「絶対に日本人ではない」国は重大指摘を無視…遺骨問題の厳しい現実

巧妙な隠蔽に私はあ然とした

歴史に対する背信

「役所はこんな巧妙な隠蔽をするのか」

その報告書を読んで、私はあ然とした。

旧日本兵の遺骨だと思ってDNA鑑定した専門家が「絶対に日本人ではない」とミスの公表を求めたのに対し、厚生労働省の役人たちは徹底してサボタージュし、無視を決め込んだ。昨年末、弁護士らの第三者チームが調査報告書を公表し、その手口が明らかになった。

隠蔽の手口をつまびらかにした第三者チームの報告書が示された厚生労働省の会議。
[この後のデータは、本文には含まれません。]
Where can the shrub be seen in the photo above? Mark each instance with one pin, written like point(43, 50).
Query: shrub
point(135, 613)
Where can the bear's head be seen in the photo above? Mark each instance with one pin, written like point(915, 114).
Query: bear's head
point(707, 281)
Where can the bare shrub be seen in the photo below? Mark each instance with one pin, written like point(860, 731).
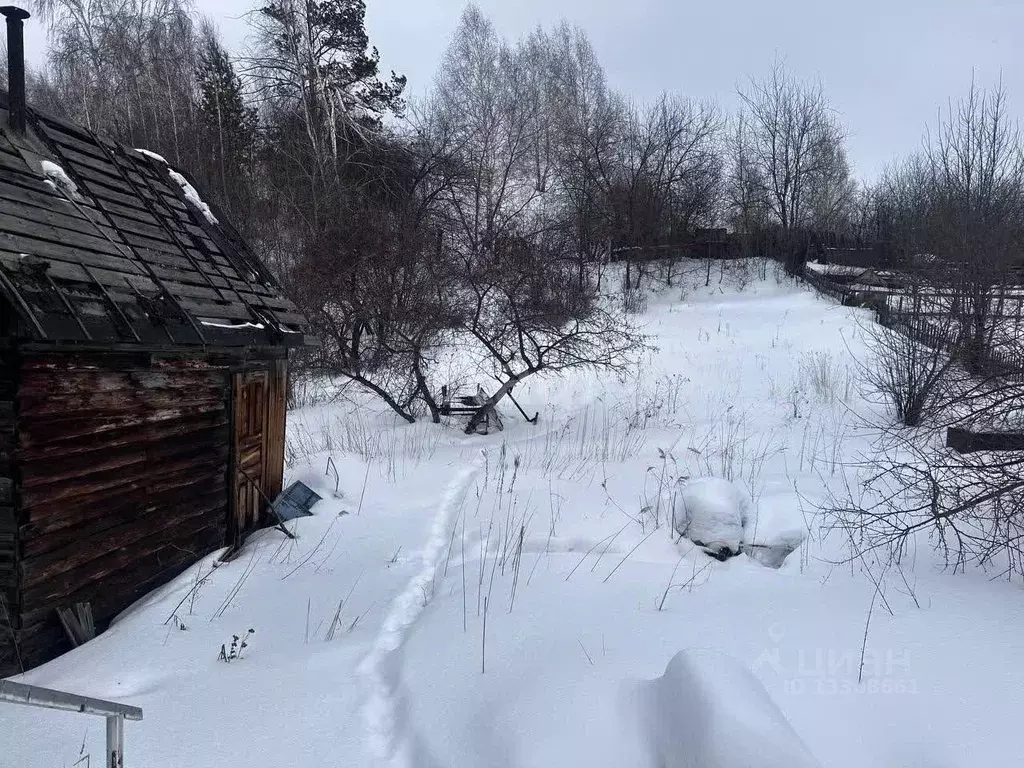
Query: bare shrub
point(968, 507)
point(911, 377)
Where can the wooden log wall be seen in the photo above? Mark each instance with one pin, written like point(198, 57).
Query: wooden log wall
point(123, 464)
point(9, 657)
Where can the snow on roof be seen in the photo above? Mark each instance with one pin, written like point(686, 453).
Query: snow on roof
point(231, 326)
point(152, 155)
point(193, 197)
point(58, 178)
point(835, 268)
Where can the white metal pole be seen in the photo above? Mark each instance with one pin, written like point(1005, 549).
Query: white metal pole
point(115, 741)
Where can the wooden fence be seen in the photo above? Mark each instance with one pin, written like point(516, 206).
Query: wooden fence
point(996, 359)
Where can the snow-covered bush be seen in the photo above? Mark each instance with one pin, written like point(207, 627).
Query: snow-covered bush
point(712, 513)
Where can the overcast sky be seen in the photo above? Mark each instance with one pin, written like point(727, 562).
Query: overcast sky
point(888, 66)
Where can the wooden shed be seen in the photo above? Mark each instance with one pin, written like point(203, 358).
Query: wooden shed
point(143, 363)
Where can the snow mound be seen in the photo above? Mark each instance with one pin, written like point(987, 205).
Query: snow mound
point(712, 513)
point(709, 711)
point(193, 197)
point(773, 530)
point(59, 178)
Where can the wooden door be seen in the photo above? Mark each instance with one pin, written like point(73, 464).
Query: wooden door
point(250, 417)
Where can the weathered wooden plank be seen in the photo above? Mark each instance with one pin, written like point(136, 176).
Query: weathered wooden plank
point(41, 383)
point(15, 187)
point(12, 243)
point(44, 531)
point(86, 466)
point(153, 525)
point(102, 571)
point(32, 435)
point(78, 239)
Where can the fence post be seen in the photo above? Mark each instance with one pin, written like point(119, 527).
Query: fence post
point(115, 740)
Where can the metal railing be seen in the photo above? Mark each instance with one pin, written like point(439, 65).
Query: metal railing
point(115, 713)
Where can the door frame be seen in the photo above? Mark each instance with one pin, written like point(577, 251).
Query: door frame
point(239, 378)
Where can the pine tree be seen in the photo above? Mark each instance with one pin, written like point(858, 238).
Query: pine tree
point(333, 67)
point(228, 122)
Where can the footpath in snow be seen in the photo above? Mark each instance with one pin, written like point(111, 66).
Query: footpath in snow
point(522, 599)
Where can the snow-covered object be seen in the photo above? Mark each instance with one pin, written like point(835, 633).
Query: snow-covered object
point(59, 178)
point(152, 155)
point(193, 197)
point(709, 711)
point(771, 532)
point(712, 512)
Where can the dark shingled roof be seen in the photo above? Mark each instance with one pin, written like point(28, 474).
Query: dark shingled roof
point(123, 256)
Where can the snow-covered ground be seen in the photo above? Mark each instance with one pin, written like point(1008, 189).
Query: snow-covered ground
point(521, 599)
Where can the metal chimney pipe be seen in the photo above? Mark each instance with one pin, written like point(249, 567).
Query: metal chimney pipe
point(16, 108)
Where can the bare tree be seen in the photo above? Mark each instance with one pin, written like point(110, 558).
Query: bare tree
point(792, 151)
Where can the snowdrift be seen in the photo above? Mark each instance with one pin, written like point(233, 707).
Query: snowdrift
point(709, 711)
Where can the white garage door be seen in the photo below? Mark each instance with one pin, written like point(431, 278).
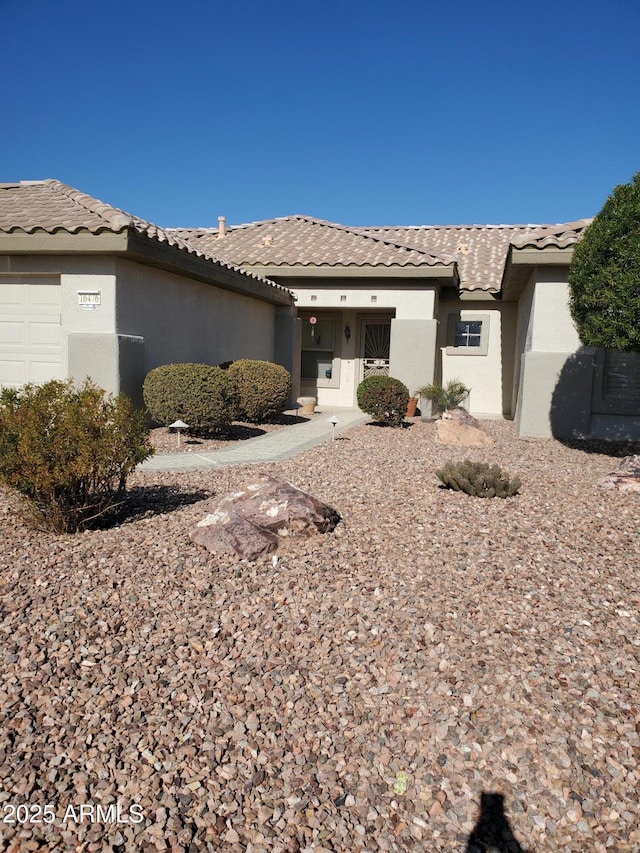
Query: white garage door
point(30, 332)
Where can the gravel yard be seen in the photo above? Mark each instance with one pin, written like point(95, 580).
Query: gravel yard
point(477, 646)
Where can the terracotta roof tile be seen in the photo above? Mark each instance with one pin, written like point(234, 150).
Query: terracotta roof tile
point(51, 206)
point(480, 250)
point(304, 241)
point(559, 236)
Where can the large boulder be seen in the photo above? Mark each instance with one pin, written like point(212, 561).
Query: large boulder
point(626, 478)
point(459, 429)
point(253, 520)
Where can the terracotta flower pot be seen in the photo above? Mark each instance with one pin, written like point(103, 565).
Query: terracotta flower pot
point(411, 407)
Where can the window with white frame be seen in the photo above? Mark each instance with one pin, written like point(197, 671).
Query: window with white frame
point(467, 334)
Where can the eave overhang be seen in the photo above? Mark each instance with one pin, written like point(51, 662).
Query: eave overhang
point(131, 245)
point(522, 262)
point(444, 272)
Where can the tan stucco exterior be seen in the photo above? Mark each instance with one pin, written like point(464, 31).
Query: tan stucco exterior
point(120, 318)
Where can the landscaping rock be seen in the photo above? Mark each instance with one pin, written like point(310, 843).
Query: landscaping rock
point(460, 416)
point(626, 478)
point(452, 432)
point(251, 521)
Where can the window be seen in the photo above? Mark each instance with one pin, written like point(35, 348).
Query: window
point(318, 342)
point(467, 334)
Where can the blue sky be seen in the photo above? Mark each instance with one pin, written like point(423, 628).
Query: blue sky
point(357, 111)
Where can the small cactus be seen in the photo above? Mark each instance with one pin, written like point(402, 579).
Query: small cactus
point(478, 479)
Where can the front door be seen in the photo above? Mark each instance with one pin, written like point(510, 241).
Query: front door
point(376, 339)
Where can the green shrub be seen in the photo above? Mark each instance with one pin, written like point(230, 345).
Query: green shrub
point(449, 396)
point(478, 479)
point(263, 389)
point(203, 396)
point(384, 398)
point(69, 450)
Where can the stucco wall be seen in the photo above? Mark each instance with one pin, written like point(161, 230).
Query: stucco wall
point(139, 317)
point(554, 377)
point(489, 376)
point(408, 302)
point(185, 320)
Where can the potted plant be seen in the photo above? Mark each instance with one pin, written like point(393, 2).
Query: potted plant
point(412, 405)
point(443, 397)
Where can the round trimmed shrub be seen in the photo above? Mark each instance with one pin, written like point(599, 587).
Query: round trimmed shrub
point(69, 451)
point(384, 398)
point(263, 389)
point(203, 396)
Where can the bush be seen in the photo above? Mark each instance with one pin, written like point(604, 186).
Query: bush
point(384, 398)
point(263, 389)
point(203, 396)
point(604, 276)
point(449, 396)
point(69, 450)
point(478, 479)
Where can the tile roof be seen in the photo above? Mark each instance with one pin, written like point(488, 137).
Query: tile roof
point(305, 241)
point(559, 236)
point(479, 251)
point(50, 206)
出席した識者は「国民からの信頼回復は非常に困難」だとして、同省の解体的な出直しを求めた。
 

私たちが75年前の第二次世界大戦から学んだ苦い教訓の一つに、軍部が正確な情報を隠蔽し、国民も大本営発表を鵜呑みにしたことがある。

遺族の援護や遺骨収容を通じて「過去」と向き合ってきたはずの厚労省。なぜ行政は事実を闇に葬ったのか、なぜ私たちはうそを見抜けなかったのだろうか。
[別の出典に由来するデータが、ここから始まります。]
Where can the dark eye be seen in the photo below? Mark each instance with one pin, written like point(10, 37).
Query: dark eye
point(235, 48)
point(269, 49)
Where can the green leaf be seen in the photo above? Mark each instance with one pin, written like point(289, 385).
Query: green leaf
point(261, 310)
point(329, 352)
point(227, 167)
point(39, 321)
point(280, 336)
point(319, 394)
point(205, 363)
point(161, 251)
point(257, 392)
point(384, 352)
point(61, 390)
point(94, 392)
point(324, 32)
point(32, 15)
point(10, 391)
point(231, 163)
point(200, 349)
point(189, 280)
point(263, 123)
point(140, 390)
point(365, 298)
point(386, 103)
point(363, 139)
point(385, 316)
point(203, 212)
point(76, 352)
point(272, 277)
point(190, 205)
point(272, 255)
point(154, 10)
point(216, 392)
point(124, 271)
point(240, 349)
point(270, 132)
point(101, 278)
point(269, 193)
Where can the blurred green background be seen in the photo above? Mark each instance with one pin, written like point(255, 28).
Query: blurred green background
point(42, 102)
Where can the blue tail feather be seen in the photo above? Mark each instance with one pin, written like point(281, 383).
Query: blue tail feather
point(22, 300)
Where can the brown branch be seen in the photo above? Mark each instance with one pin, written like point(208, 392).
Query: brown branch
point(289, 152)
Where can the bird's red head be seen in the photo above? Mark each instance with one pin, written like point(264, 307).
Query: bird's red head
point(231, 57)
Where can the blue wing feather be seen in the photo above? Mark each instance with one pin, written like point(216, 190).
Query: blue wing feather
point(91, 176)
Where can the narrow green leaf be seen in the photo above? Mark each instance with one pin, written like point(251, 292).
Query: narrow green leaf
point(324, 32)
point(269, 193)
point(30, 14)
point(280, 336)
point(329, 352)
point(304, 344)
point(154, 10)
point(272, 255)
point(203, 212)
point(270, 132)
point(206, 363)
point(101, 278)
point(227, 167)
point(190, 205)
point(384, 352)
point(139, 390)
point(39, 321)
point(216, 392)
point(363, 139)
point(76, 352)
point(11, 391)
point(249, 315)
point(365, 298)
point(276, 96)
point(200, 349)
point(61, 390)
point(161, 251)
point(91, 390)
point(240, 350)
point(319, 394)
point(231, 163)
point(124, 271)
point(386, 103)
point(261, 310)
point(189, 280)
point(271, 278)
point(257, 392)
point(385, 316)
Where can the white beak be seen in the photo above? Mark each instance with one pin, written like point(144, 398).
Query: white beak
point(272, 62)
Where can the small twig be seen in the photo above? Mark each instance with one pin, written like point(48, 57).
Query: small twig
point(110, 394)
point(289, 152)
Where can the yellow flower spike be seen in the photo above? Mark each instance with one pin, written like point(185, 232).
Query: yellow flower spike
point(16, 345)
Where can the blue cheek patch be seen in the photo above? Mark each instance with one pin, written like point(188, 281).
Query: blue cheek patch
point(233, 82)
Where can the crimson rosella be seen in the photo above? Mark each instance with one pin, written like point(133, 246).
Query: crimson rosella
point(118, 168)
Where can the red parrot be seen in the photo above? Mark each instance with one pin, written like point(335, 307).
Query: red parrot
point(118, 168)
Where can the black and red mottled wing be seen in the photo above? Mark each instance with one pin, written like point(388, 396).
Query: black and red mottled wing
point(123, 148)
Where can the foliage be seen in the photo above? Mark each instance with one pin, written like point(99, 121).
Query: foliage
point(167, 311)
そもそも、なぜ厚労省が遺骨収容を手がけているのか、疑問に思う人も多いだろう。敗戦後、旧軍部が解体されたため、海外に残された軍人の引き揚げ業務は旧厚生省が引き継いだ。

310万人もの日本人犠牲者を出した戦争だけに、敗戦処理はいまだに終わっていない。海外で亡くなった240万人のうち、半数の遺骨は今も海外に残されている。遺骨を探し、良好な保存状態ならばDNA鑑定をして、遺族に返す仕事――。

現代の霞ケ関では花形ではないかもしれないが、過去の戦争と誠実に向き合うことが求められる、大事な仕事だ。厚労省の「社会・援護局」という部署が担っている。ここで、歴史に対する背信が起きた。